CREATE FUNCTION dbo.tvfSplitToTableStrings
(
@items NVARCHAR(max),
@delimiter CHAR(1)
)
RETURNS @itemTable table
(
[item] NVARCHAR(100)
, sequence INT
)
as
BEGIN
DECLARE
@tempItemList NVARCHAR(max),
@i int,
@item NVARCHAR(100)
SET @tempItemList = @items
SET @tempItemList = LTRIM(RTRIM(@items))
-- get index where our delimiter was found
SET @i = CHARINDEX(@delimiter, @tempItemList)
-- loop while all the characters in the list have not been traversed yet
declare @count int = 0
WHILE (LEN(@tempItemList) > 0)
BEGIN
IF @i = 0
-- if there are no delimiters, then this is the only item in our list
SET @item = @tempItemList
ELSE
-- get the first word (from the left) less the delimiter character
SET @item = LEFT(@tempItemList, @i - 1)
set @count = @count + 1
INSERT INTO @itemTable (item, sequence) VALUES (LTRIM(RTRIM(@item)), @count)
IF @i = 0
SET @tempItemList = ''
ELSE
-- remove the word we just added to the table
SET @tempItemList = RIGHT(@tempItemList, LEN(@tempItemList) - @i)
-- lather, rinse, repeat
SET @i = CHARINDEX(@delimiter, @tempItemList)
END
RETURN;
END
You can then use it with cross apply
as follows:
;with a as (
select 1 as id, 'dog,cat,fish' as animal
union
select 2 as id, 'snake,cat,racoon' as animal
)
select a.id, b.item, b.sequence
from a
cross apply app.tvfSplitToTableStrings(a.animal, ',') b
Since your strings seem to contain extra markup ["...", "..."]
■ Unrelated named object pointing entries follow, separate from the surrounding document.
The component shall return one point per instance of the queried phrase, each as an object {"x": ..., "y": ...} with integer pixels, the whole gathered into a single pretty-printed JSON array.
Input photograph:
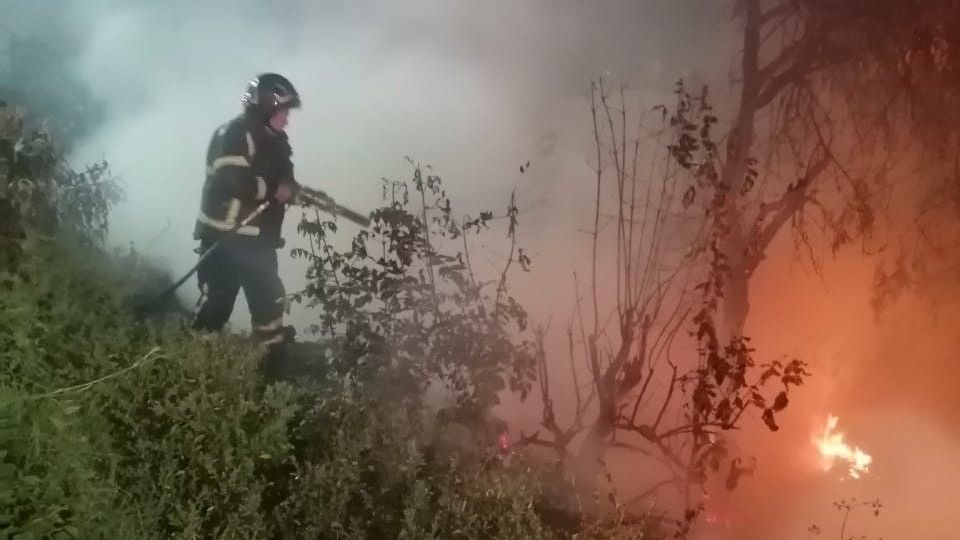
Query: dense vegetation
[{"x": 113, "y": 427}]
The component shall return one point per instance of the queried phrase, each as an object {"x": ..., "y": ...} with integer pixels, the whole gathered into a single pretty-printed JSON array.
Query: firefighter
[{"x": 248, "y": 163}]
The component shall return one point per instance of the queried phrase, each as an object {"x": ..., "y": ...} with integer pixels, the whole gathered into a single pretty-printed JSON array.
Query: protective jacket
[{"x": 246, "y": 162}]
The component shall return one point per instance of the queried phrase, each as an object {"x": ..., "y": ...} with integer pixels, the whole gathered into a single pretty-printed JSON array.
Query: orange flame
[{"x": 832, "y": 448}]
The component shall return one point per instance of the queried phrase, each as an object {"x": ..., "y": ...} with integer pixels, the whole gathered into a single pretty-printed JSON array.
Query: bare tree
[{"x": 659, "y": 378}]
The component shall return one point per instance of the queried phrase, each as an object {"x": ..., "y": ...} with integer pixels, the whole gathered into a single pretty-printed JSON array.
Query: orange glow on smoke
[{"x": 832, "y": 448}]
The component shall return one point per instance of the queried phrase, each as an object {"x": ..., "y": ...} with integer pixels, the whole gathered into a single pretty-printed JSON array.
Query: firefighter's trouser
[{"x": 241, "y": 262}]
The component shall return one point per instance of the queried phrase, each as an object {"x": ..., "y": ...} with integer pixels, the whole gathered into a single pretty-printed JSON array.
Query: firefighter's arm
[
  {"x": 234, "y": 167},
  {"x": 287, "y": 187}
]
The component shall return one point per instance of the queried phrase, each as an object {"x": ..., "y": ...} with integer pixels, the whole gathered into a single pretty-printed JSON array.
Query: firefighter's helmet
[{"x": 269, "y": 92}]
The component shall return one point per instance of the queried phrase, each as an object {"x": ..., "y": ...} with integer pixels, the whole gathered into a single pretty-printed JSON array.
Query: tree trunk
[
  {"x": 736, "y": 300},
  {"x": 590, "y": 459}
]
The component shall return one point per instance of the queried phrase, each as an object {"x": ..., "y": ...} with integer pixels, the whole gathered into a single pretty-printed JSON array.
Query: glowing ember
[
  {"x": 503, "y": 442},
  {"x": 832, "y": 448}
]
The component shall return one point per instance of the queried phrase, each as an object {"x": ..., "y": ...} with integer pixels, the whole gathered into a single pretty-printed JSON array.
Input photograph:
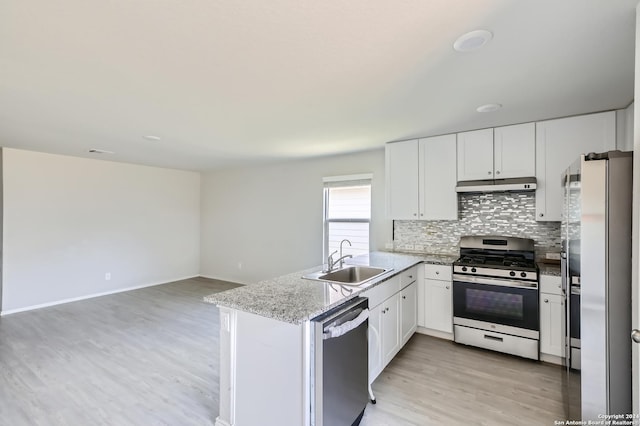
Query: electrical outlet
[{"x": 225, "y": 321}]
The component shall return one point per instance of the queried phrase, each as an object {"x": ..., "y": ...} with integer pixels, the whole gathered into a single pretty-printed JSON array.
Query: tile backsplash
[{"x": 510, "y": 214}]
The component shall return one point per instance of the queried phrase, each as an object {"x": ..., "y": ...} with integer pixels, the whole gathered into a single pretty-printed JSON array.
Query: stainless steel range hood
[{"x": 497, "y": 185}]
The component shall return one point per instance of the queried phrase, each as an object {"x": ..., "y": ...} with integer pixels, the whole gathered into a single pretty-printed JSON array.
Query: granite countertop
[{"x": 292, "y": 299}]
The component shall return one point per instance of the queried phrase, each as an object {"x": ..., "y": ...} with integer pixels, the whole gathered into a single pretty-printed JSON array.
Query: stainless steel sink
[{"x": 349, "y": 275}]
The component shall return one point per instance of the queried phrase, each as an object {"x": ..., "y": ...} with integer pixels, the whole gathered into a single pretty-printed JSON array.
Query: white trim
[
  {"x": 89, "y": 296},
  {"x": 234, "y": 281},
  {"x": 434, "y": 333},
  {"x": 362, "y": 176}
]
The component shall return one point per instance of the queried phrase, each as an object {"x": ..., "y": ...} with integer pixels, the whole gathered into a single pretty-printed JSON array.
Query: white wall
[
  {"x": 624, "y": 128},
  {"x": 265, "y": 221},
  {"x": 68, "y": 221}
]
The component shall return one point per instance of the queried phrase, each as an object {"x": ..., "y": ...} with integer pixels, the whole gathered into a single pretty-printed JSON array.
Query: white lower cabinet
[
  {"x": 438, "y": 309},
  {"x": 390, "y": 327},
  {"x": 552, "y": 317},
  {"x": 409, "y": 310},
  {"x": 551, "y": 324},
  {"x": 436, "y": 305},
  {"x": 375, "y": 342},
  {"x": 392, "y": 319}
]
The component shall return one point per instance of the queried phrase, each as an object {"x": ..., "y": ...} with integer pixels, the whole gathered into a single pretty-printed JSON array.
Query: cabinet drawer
[
  {"x": 382, "y": 291},
  {"x": 550, "y": 284},
  {"x": 437, "y": 272},
  {"x": 408, "y": 276},
  {"x": 527, "y": 348}
]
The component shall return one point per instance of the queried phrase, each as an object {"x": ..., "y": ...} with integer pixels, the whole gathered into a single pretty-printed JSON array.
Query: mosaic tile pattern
[{"x": 510, "y": 214}]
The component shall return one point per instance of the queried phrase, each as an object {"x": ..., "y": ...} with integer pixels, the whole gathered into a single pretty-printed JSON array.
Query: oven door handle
[{"x": 529, "y": 285}]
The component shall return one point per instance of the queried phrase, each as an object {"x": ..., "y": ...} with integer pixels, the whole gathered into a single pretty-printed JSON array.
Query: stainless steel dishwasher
[{"x": 339, "y": 369}]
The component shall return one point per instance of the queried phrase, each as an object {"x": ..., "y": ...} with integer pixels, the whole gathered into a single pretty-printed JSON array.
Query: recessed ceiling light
[
  {"x": 489, "y": 107},
  {"x": 472, "y": 40}
]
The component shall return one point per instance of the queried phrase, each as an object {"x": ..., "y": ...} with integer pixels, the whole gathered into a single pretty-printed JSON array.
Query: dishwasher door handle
[{"x": 342, "y": 329}]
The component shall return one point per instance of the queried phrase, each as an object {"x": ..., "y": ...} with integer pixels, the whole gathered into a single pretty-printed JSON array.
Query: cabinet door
[
  {"x": 438, "y": 305},
  {"x": 475, "y": 155},
  {"x": 421, "y": 302},
  {"x": 514, "y": 151},
  {"x": 558, "y": 144},
  {"x": 409, "y": 311},
  {"x": 401, "y": 160},
  {"x": 375, "y": 343},
  {"x": 552, "y": 324},
  {"x": 438, "y": 197},
  {"x": 390, "y": 319}
]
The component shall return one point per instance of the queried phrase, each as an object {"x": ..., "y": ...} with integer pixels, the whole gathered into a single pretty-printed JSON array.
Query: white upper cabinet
[
  {"x": 500, "y": 153},
  {"x": 514, "y": 151},
  {"x": 475, "y": 155},
  {"x": 421, "y": 179},
  {"x": 401, "y": 169},
  {"x": 437, "y": 195},
  {"x": 558, "y": 144}
]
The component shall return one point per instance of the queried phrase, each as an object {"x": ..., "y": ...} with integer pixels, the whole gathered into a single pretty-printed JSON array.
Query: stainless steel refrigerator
[{"x": 596, "y": 268}]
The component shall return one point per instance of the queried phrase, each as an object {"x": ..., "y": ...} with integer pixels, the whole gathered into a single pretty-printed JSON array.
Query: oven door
[{"x": 497, "y": 301}]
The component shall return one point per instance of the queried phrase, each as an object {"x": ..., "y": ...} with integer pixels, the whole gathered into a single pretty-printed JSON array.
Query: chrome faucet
[{"x": 340, "y": 260}]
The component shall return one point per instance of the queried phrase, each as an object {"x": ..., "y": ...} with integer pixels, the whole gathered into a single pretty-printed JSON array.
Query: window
[{"x": 347, "y": 213}]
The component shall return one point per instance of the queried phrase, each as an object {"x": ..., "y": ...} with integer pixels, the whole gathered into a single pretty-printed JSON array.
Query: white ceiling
[{"x": 234, "y": 82}]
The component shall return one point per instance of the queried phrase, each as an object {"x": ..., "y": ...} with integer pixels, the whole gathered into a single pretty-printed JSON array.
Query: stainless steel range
[{"x": 495, "y": 295}]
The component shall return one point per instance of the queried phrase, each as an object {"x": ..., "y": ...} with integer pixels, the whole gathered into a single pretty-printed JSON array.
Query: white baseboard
[
  {"x": 227, "y": 280},
  {"x": 435, "y": 333},
  {"x": 89, "y": 296},
  {"x": 219, "y": 421},
  {"x": 552, "y": 359}
]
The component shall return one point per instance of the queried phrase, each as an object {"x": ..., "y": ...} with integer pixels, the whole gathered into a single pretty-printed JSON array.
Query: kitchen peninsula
[{"x": 265, "y": 338}]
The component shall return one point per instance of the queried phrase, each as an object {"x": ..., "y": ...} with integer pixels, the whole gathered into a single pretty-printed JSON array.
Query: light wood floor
[
  {"x": 144, "y": 357},
  {"x": 438, "y": 382},
  {"x": 150, "y": 357}
]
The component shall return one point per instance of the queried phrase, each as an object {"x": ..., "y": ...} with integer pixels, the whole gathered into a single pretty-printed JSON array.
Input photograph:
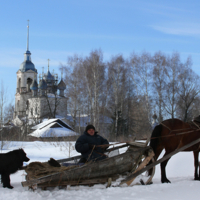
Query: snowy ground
[{"x": 179, "y": 170}]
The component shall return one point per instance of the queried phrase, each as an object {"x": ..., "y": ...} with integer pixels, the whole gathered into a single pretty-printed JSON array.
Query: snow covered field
[{"x": 179, "y": 170}]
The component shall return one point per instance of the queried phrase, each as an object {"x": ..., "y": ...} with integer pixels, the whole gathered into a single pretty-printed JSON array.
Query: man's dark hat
[{"x": 88, "y": 127}]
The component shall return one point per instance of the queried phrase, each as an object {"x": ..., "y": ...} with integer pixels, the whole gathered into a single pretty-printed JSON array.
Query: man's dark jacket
[{"x": 82, "y": 146}]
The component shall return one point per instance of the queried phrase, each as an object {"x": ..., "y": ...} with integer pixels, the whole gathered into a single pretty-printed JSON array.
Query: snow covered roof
[
  {"x": 85, "y": 119},
  {"x": 50, "y": 121},
  {"x": 52, "y": 129}
]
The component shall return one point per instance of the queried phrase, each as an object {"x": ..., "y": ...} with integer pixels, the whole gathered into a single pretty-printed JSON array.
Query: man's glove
[{"x": 91, "y": 146}]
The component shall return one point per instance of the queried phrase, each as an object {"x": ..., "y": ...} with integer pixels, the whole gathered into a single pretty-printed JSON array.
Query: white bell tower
[{"x": 25, "y": 76}]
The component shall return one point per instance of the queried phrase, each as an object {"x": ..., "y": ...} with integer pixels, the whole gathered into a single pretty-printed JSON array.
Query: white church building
[{"x": 38, "y": 97}]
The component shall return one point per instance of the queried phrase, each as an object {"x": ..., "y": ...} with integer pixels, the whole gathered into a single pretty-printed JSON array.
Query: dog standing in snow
[{"x": 10, "y": 163}]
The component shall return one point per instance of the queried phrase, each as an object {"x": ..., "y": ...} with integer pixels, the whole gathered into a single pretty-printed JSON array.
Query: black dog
[{"x": 9, "y": 163}]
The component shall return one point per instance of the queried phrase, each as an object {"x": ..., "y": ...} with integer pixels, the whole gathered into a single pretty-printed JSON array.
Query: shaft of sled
[{"x": 132, "y": 176}]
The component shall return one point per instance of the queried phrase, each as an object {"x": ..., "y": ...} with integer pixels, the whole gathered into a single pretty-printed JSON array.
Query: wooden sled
[{"x": 108, "y": 170}]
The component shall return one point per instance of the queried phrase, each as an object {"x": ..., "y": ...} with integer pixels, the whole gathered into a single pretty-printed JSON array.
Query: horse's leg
[
  {"x": 196, "y": 164},
  {"x": 157, "y": 153},
  {"x": 163, "y": 172}
]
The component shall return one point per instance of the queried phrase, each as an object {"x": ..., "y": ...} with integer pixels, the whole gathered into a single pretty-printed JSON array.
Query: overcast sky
[{"x": 59, "y": 28}]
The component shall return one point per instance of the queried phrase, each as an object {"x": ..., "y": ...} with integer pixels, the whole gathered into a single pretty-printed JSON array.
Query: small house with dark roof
[{"x": 53, "y": 128}]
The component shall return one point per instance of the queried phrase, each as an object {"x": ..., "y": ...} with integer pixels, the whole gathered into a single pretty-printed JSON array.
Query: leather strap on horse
[{"x": 175, "y": 134}]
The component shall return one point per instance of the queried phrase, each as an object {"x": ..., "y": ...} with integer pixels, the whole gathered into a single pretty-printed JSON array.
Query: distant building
[
  {"x": 52, "y": 128},
  {"x": 33, "y": 100}
]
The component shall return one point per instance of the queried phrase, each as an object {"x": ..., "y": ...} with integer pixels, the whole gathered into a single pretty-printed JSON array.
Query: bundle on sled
[{"x": 122, "y": 166}]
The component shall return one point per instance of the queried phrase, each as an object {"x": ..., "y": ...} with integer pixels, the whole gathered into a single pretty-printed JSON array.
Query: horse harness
[{"x": 191, "y": 123}]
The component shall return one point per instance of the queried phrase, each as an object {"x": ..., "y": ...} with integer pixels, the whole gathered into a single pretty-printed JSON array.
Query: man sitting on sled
[{"x": 88, "y": 145}]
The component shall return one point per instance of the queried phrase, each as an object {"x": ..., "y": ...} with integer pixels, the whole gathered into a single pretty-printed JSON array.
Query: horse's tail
[{"x": 155, "y": 137}]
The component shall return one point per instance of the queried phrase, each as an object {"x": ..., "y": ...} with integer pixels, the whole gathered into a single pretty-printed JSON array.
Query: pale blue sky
[{"x": 59, "y": 28}]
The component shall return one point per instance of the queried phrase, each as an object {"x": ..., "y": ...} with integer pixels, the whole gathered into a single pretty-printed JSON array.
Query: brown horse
[{"x": 172, "y": 134}]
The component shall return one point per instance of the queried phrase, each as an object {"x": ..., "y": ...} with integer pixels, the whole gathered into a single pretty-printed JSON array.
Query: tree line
[{"x": 129, "y": 91}]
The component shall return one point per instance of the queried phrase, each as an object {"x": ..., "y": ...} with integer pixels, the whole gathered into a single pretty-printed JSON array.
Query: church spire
[
  {"x": 28, "y": 36},
  {"x": 48, "y": 64}
]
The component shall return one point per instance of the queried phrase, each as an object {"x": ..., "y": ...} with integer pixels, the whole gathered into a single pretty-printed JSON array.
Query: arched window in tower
[
  {"x": 29, "y": 81},
  {"x": 19, "y": 85}
]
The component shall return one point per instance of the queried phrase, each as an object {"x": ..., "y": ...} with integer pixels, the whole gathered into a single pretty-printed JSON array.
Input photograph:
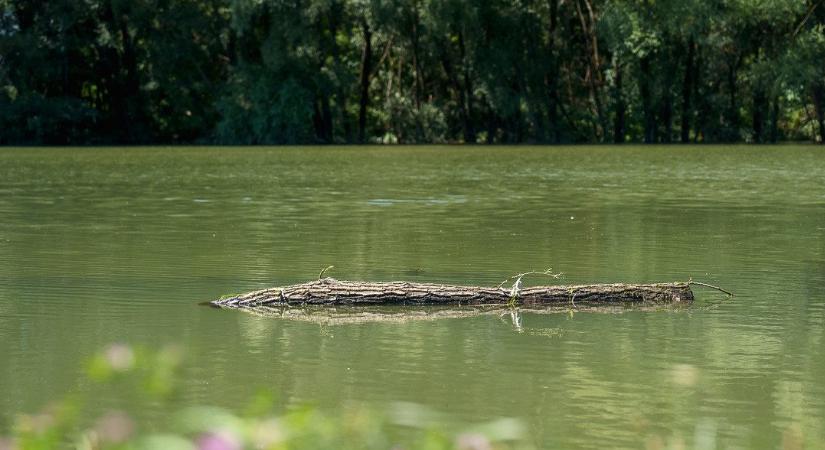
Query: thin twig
[
  {"x": 321, "y": 275},
  {"x": 548, "y": 272},
  {"x": 710, "y": 286}
]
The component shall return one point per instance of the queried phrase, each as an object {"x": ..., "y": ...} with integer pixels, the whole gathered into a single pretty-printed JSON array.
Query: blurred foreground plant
[{"x": 154, "y": 374}]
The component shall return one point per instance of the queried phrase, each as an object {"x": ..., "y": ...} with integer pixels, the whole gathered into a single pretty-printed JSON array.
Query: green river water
[{"x": 103, "y": 245}]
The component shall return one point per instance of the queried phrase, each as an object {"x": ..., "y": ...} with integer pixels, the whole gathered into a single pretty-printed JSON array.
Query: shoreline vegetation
[
  {"x": 152, "y": 376},
  {"x": 260, "y": 72}
]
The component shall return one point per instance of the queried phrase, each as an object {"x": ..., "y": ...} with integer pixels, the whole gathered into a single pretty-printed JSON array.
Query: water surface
[{"x": 104, "y": 245}]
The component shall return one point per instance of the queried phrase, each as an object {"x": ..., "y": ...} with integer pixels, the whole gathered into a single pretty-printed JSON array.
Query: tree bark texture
[{"x": 328, "y": 292}]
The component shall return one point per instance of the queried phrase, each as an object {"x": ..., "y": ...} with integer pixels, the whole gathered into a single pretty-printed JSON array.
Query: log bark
[{"x": 329, "y": 292}]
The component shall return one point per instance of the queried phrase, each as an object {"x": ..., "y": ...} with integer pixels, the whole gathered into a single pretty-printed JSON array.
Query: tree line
[{"x": 413, "y": 71}]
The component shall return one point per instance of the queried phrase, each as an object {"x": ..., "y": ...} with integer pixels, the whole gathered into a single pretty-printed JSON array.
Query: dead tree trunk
[{"x": 328, "y": 292}]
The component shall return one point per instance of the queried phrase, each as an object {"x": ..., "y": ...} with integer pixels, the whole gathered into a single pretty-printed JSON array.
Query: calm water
[{"x": 120, "y": 244}]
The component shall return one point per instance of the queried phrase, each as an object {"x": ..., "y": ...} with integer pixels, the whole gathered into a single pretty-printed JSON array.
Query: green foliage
[
  {"x": 327, "y": 71},
  {"x": 151, "y": 374}
]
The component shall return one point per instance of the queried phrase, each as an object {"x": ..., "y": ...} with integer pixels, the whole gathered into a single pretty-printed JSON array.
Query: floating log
[{"x": 330, "y": 292}]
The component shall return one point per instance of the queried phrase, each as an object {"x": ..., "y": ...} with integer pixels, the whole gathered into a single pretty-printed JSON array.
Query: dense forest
[{"x": 350, "y": 71}]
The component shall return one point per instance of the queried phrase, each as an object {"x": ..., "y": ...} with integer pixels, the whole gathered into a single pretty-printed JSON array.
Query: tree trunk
[
  {"x": 328, "y": 291},
  {"x": 647, "y": 106},
  {"x": 775, "y": 120},
  {"x": 467, "y": 94},
  {"x": 621, "y": 107},
  {"x": 687, "y": 90},
  {"x": 552, "y": 75},
  {"x": 760, "y": 102},
  {"x": 819, "y": 108},
  {"x": 366, "y": 63}
]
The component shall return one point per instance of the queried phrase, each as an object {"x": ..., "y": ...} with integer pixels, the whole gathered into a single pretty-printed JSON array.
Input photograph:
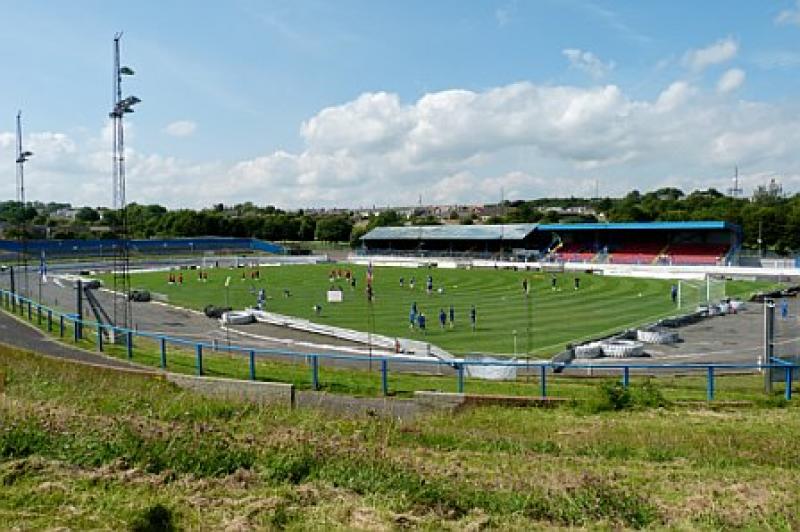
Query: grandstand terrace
[
  {"x": 668, "y": 243},
  {"x": 158, "y": 246}
]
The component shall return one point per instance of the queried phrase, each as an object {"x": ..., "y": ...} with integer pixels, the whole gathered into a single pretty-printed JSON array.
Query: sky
[{"x": 351, "y": 103}]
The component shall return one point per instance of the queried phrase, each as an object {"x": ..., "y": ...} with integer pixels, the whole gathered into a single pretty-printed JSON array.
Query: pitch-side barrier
[{"x": 59, "y": 323}]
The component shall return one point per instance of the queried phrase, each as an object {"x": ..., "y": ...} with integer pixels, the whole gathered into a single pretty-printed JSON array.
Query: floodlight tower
[
  {"x": 122, "y": 307},
  {"x": 22, "y": 227}
]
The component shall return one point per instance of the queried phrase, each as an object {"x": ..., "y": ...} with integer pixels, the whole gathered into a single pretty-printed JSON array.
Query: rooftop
[{"x": 452, "y": 232}]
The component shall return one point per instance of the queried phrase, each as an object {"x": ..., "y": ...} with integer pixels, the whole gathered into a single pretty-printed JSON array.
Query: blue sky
[{"x": 359, "y": 103}]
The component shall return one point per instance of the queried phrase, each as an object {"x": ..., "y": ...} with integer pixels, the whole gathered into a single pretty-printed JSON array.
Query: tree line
[{"x": 769, "y": 215}]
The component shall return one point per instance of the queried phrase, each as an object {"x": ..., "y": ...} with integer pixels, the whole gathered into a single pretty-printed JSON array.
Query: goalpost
[{"x": 701, "y": 292}]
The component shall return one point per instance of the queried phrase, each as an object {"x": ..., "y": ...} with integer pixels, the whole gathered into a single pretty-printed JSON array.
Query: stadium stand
[
  {"x": 160, "y": 246},
  {"x": 680, "y": 243}
]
, you can clean this up using TRANSLATE()
. Or you could modify the tvfSplitToTableStrings
function itself to parse and strip unneeded markup more intelligently. Assuming your string values do not contain any of the markup characters (including embedded spaces), the following should work:
;with a as (
select 1 as id, '["dog", "cat", "fish"]' as animal
union
select 2 as id, '["snake", "cat", "racoon"]' as animal
)
, b as (
select a.id
, TRIM(TRANSLATE(b.item, '[]" ', ' ')) as item
, b.sequence
from a
cross apply app.tvfSplitToTableStrings(a.animal, ',') b
)
select item, count(*) as [count]
from b
group by item
order by item;
If you're using MySQL, you'd probably want to take an approach like https://stackoverflow.com/a/17942691.
Also note that you may need to beware of performance. cross apply
is fine with smaller datasets but may not scale well.